Jeden z najbardziej charakterystycznych zawodników w historii futbolu udaje się do Stanów Zjednoczonych na zasłużoną piłkarską emeryturę. Mowa tutaj oczywiście o niesamowitym Zlatanie, który od prawie 20 lat zachwyca swoimi spektakularnymi bramkami. Występował w najwyższej klasie rozgrywkowej w takich krajach, jak: Szwecja, Holandia, Włochy, Hiszpania, Francja czy Anglia. Jak wyglądała europejska kariera rosłego napastnika z Malmö?


Udostępnij na Udostępnij na

Zlatan Ibrahimović piłkarską karierę zaczynał w swoim rodzinnym mieście w młodzieżowej drużynie Malmö FF. Szwed nie należał jednak do osób, które nie sprawiają problemów. Jego wybryki nie podobały się rodzicom innych zawodników drużyny, którzy twierdzili, że „Ibra” ma na nich negatywny wpływ. Doszło nawet do zbierania podpisów pod prośbą o usunięcie go z drużyny. Sprawa spełzła jednak na niczym, ponieważ klub nie zamierzał rezygnować z utalentowanego napastnika.

Z biegiem czasu Ibrahimović zdołał przedrzeć się do pierwszej drużyny Malmö FF. Pierwszy sezon na najwyższym szczeblu nie był dla niego najlepszy, jednak w drugim pokazał on, dlaczego warto na niego stawiać. Napastnik w 26 meczach zdołał aż 12 razy pokonać bramkarzy rywali, zostając przy tym jedną z największych rewelacji w Szwecji.

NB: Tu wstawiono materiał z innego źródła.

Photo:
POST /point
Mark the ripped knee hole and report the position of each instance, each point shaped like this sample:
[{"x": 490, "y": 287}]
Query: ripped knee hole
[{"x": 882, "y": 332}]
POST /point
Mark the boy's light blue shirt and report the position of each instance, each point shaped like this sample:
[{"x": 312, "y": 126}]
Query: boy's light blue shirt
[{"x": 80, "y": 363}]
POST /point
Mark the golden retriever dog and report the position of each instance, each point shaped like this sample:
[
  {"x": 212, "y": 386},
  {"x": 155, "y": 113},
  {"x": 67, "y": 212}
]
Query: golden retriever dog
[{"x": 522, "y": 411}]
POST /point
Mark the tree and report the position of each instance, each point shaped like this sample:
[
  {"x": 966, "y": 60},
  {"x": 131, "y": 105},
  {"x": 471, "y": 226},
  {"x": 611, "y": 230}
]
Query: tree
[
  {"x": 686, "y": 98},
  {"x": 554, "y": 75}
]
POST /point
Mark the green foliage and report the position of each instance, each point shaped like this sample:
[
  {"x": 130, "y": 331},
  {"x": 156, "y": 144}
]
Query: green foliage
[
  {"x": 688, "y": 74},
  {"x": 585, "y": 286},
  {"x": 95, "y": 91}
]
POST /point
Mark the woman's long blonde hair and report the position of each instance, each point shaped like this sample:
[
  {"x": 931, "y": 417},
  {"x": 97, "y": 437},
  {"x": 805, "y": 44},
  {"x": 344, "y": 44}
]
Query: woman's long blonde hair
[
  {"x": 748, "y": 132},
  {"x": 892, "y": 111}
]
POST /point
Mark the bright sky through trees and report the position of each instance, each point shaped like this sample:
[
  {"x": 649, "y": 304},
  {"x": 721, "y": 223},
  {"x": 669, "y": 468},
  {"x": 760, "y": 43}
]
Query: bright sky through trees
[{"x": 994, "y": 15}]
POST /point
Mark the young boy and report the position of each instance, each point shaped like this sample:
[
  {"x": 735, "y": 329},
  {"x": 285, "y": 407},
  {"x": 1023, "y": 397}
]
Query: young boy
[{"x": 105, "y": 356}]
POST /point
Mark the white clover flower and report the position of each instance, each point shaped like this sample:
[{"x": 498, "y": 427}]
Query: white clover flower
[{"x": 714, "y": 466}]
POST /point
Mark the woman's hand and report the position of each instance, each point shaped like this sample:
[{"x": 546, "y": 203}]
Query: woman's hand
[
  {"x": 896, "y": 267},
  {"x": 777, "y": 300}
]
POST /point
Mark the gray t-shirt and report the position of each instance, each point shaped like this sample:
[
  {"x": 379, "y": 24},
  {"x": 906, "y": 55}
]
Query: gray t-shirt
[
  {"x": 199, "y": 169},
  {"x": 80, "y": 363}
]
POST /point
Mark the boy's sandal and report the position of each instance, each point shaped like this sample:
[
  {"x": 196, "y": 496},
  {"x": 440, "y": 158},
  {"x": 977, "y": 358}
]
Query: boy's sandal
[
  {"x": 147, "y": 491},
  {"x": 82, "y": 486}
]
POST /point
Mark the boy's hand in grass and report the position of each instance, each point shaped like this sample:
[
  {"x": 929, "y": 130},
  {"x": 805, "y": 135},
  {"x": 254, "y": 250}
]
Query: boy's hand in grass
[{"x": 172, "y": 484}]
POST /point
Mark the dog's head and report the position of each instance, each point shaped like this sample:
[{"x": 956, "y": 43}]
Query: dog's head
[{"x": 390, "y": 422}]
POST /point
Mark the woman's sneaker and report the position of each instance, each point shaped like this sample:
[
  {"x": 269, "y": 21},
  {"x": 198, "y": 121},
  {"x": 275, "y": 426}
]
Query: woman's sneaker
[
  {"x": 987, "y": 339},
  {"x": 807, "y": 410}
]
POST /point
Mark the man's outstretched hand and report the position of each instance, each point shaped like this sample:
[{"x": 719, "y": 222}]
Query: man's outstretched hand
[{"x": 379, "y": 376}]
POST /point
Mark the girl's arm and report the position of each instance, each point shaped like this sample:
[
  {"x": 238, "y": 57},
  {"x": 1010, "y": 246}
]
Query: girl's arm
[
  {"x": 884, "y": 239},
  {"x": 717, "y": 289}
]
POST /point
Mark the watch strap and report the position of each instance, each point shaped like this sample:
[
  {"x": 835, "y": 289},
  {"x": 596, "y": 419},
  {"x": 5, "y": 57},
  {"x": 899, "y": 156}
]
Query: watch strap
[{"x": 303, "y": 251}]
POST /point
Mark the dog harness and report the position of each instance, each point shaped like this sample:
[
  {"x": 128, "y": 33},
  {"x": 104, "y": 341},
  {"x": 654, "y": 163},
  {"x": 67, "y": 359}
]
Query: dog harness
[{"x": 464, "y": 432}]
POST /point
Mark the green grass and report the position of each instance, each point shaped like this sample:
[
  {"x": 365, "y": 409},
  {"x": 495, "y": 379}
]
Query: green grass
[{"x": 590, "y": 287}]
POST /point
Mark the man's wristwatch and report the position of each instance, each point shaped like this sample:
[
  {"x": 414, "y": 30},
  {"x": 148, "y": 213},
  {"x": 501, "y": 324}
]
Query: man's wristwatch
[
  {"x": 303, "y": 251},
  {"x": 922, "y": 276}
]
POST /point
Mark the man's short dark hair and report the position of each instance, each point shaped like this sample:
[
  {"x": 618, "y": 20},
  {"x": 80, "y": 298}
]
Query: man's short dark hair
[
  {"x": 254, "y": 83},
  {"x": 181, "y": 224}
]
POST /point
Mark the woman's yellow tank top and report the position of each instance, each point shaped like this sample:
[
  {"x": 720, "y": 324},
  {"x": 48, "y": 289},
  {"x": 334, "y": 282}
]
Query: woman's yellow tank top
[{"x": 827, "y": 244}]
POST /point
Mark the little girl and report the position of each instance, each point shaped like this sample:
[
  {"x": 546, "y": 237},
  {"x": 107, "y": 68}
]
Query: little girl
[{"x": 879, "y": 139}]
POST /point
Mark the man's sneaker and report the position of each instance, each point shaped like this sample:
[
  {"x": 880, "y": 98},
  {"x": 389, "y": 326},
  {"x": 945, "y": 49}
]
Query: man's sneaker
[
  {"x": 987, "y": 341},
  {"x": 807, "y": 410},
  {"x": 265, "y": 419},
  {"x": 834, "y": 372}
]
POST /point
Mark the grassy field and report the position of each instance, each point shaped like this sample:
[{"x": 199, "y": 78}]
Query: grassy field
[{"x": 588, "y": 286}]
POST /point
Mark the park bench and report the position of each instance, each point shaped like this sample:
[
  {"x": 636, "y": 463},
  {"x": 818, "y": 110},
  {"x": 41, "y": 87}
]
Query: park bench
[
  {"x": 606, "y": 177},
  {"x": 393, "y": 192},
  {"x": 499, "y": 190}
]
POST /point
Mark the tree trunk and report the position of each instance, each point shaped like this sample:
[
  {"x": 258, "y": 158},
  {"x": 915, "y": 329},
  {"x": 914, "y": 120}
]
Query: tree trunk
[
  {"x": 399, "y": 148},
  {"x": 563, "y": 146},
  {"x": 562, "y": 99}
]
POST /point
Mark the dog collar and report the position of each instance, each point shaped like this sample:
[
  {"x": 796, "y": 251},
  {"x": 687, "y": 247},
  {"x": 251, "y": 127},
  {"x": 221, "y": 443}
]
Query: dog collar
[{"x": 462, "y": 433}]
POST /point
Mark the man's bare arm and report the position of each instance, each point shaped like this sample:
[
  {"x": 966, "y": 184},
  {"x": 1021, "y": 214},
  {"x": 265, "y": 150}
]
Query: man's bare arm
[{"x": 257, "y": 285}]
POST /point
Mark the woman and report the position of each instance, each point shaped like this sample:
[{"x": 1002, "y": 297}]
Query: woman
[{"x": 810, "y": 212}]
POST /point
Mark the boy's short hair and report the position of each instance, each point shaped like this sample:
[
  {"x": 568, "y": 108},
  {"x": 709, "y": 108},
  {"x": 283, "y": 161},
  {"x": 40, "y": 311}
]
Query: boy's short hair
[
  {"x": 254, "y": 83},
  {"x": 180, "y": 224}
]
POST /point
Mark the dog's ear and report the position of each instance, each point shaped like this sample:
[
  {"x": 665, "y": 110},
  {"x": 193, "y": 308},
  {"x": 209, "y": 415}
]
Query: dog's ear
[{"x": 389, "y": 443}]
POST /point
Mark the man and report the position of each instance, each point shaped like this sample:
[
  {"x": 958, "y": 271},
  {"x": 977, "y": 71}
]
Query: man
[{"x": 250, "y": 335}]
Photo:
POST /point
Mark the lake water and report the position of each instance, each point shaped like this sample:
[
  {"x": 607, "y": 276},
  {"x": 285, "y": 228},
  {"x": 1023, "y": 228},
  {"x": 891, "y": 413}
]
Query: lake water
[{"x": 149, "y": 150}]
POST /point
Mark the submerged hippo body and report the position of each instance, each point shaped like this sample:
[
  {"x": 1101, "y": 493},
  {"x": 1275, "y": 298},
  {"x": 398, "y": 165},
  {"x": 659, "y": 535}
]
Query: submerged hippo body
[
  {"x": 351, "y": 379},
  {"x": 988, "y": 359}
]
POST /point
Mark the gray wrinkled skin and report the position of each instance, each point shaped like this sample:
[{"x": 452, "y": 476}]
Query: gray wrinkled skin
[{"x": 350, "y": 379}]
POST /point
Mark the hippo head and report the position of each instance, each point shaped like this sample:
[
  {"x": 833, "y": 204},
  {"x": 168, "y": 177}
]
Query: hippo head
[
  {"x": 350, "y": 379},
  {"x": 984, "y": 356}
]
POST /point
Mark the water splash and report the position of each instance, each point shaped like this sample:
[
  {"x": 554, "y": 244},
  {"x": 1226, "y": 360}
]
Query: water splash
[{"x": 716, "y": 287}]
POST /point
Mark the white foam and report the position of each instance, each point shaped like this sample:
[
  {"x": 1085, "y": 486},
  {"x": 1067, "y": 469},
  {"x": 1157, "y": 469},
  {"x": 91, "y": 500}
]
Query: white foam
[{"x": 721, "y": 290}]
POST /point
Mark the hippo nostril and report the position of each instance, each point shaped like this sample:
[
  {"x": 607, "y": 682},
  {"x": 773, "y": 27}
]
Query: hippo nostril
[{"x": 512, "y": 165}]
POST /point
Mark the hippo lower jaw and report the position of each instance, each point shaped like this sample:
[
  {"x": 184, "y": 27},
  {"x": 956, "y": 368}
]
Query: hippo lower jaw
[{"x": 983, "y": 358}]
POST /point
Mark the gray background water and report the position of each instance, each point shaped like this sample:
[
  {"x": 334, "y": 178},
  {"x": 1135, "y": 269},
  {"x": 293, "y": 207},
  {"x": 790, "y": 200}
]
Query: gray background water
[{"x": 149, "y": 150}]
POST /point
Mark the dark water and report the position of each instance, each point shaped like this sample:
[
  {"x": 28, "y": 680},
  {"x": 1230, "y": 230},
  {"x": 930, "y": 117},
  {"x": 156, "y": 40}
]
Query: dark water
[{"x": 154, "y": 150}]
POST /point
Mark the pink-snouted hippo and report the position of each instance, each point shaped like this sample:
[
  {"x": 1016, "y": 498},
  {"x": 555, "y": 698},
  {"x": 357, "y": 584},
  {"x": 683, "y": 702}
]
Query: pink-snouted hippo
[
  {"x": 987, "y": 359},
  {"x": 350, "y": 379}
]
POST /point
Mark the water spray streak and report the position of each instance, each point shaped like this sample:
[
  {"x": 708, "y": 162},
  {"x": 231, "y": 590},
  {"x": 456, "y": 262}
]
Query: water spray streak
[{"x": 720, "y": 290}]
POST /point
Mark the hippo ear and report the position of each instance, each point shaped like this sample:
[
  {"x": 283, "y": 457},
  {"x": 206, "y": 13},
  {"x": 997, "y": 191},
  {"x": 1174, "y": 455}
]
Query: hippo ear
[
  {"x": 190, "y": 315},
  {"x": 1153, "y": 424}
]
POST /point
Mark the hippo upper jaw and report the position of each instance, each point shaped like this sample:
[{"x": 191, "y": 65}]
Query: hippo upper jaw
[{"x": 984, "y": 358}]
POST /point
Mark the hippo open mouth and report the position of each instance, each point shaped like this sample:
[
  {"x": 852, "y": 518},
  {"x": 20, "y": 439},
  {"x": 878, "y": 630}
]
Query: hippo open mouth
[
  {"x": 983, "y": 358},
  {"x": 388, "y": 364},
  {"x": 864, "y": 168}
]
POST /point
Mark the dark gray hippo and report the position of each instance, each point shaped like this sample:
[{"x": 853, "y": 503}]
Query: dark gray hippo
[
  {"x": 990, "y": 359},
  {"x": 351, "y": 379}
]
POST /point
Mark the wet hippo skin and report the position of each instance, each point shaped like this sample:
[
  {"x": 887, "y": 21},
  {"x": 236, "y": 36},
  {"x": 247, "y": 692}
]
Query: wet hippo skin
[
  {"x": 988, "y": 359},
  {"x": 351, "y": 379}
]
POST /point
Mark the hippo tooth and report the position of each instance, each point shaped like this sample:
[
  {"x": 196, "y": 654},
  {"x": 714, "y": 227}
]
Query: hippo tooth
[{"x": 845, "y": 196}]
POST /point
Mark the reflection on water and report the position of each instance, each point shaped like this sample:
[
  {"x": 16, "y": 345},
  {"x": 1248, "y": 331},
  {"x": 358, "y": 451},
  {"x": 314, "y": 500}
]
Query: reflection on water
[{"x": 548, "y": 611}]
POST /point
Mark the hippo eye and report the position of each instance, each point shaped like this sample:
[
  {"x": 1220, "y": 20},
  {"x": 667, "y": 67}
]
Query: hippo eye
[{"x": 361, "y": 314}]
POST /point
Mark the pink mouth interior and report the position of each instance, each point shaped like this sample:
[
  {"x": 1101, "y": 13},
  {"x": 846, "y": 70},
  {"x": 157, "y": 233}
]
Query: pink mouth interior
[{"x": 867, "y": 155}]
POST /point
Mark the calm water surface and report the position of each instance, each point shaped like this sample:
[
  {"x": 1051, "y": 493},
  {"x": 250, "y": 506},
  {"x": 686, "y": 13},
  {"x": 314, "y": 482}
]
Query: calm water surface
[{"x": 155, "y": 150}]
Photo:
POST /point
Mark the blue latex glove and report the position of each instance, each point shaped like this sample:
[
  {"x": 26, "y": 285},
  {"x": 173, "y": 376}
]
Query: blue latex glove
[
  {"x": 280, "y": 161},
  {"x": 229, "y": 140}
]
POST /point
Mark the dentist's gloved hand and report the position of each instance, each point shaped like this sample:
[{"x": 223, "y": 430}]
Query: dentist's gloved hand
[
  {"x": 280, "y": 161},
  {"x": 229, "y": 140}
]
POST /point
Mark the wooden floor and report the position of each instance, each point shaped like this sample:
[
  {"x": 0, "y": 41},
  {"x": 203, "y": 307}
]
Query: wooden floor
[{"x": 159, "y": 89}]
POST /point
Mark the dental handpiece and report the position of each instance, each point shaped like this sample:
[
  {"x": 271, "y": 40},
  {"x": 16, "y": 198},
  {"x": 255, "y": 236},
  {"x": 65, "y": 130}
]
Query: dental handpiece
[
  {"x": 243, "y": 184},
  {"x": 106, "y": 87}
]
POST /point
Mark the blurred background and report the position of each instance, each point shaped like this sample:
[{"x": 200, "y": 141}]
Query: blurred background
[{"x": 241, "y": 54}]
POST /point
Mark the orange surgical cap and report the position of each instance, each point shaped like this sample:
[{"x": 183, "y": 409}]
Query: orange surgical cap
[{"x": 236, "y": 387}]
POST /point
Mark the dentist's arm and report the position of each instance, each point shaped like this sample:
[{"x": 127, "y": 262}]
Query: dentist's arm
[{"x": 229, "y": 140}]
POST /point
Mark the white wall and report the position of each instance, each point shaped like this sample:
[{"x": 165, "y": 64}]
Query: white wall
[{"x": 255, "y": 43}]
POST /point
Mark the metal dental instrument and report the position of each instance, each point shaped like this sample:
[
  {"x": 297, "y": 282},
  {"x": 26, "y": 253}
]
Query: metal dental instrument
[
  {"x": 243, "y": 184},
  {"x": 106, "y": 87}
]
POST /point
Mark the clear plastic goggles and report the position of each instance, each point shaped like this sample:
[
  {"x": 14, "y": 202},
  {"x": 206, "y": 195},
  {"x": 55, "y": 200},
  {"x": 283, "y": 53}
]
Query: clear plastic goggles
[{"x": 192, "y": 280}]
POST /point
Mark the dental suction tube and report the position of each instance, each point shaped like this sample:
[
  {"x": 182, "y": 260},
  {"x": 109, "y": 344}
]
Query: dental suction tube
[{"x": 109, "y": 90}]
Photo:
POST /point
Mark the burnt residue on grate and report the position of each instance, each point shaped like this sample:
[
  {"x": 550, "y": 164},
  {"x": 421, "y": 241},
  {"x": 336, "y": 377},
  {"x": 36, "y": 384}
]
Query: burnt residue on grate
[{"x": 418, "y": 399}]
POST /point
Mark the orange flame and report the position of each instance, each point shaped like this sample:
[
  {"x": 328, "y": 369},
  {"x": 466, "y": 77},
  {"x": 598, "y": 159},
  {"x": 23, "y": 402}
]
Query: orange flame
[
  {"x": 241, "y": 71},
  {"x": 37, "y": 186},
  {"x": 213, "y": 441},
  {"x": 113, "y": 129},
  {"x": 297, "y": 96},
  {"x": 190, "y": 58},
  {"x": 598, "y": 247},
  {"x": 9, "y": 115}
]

Po zakończeniu tego owocnego sezonu „Ibra” zaczął dawać sygnały, że krajowa liga stała się dla niego za mała.

Ajax Amsterdam

Atmosfera w macierzystym klubie napastnika zaczęła się pogarszać, aż w końcu zapadła decyzja o sprzedaży największej gwiazdy drużyny. Tym samym w 2001 roku Zlatan Ibrahimović przeniósł się do Ajaksu Amsterdam za sporą jak na tamte czasy kwotę 10,8 miliona euro.

Szwed postrzegał ten transfer jako upragnioną ucieczkę z małego miasteczka w swoim kraju. Jego początek w nowym klubie był rewelacyjny. Bardzo szybko wskoczył do pierwszego składu, rozgrywając w pierwszym sezonie aż 33 spotkania, podczas których zdobył dziewięć bramek oraz pięć asyst. Ostatecznie spędził on w Ajaksie cztery sezony, podczas których rozegrał łącznie 110 spotkań. Na przestrzeni tego czasu zdobył on pięć trofeów, w tym dwa mistrzostwa Holandii (sezon 2001/2002 oraz 2003/2004). Jego dorobek strzelecki zatrzymał się na 48 bramkach oraz 15 asystach. Zatrzymał się, ponieważ „Ibra” popadł w konflikt ze sztabem szkoleniowym oraz niektórymi zawodnikami. To przesądziło o chęci zmiany otoczenia, a wybór padł na ligę włoską.

Juventus Turyn

Mino Raiola, czyli agent Szweda, próbował przetransferować go do drużyny „Starej Damy”, która potrzebowała skutecznego napastnika. Negocjacje między stronami trwały bardzo długo, aż w końcu w ostatni dzień okienka transferowego w sierpniu 2004 roku Zlatan Ibrahimović trafił do Juventusu za kwotę 16 milionów euro. Co ciekawe, jednym z warunków zawodnika było zagwarantowanie mu… samochodu Ferrari Enzo, który pojawił się na rynku w liczbie zaledwie 400 sztuk.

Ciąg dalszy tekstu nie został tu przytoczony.